Hopefully Not The Winter Of My Discontent

      

 


     The end of November is within sight. We had snow flurries yesterday and our first sticking snow last night. It didn't amount to much, just a coating, and it will melt quickly once the sun comes up but, it's there, a harbinger of things to come. For the first time this season our high temperature won't even reach the freezing mark, although there is a warm-up (with daily rain) in the forecast.

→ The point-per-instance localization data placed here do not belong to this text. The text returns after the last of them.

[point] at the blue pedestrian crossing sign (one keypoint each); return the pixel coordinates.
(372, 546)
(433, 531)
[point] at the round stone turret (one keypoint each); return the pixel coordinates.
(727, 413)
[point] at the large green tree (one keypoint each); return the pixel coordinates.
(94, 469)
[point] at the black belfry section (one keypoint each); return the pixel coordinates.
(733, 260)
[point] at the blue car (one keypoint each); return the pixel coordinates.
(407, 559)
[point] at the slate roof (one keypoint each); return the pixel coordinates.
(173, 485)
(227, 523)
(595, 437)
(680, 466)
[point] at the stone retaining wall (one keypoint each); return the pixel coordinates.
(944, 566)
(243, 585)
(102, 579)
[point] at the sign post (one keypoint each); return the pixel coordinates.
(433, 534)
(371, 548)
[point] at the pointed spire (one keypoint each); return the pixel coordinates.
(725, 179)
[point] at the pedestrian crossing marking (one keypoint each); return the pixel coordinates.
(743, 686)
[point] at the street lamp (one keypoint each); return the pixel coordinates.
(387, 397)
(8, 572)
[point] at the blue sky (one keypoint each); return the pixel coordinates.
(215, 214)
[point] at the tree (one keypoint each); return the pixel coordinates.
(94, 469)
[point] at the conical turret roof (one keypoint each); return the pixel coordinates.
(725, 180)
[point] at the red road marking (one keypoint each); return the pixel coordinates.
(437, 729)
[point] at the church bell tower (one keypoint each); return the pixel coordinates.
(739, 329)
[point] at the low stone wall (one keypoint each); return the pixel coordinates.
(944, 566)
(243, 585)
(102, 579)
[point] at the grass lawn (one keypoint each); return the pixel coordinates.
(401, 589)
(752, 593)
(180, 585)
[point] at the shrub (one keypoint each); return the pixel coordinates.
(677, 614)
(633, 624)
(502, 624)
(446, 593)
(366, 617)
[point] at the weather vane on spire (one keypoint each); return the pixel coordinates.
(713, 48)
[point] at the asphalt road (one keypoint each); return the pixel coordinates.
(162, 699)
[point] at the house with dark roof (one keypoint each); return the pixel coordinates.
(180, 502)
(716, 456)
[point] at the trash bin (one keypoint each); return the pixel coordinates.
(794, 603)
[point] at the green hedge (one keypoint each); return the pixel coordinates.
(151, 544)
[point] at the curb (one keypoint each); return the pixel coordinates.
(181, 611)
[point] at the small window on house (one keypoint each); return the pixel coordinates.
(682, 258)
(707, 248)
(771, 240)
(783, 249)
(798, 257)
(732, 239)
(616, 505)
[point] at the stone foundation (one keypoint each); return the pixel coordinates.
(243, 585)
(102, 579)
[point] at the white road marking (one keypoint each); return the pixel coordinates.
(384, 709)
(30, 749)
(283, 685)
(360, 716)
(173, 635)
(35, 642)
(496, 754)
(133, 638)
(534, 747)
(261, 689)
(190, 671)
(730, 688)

    I used to really like winter - wrapped in a heavy coat, with the thick, warm, blood of youth pulsing through my veins, breathing in deep lungfuls of air so cold it felt like it would shatter if you "pinged" it with your finger. I wondered at the beautiful silence that came with heavier snowfalls, and would often stand outside in the dark, quarter sized snowflakes swirling around me, and listen to see if I could hear them join their brothers and sisters on the ground. Sometimes, I could.  

    I loved making the first tracks across a field of white, loved being the first car on the road on my way home from work. That drive, although little more than a mile, was often magical. The road was lined with trees and, when we had a wet snow, it would cling to every tree, branch, twig, and weed along the way. I started calling these "wedding-cake-snows" because driving on a pristine white road, with snow covered branches bowing down above me, and surrounded by snow capped weeds along the fence lines, it truly felt as though I were driving through a wedding cake with mounds of beautifully piped frosting.

    Maybe it was the lack of funds that eventually made proper outdoor gear harder to come by, maybe it was the rising price of fuel that made old, drafty houses difficult to keep warm, or maybe it was simply old age but, somewhere along the years, I've lost the joy of winter. I spend most of it in my snug little house, or a warm car on my way to somewhere else warm.

     I'd like to find the magic again, this year, if only for a couple times.  I'm not verging on destitution anymore and, if I set my mind to it, I can overcome the habits I've acquired, bundle up, step outside, and listen to the snow.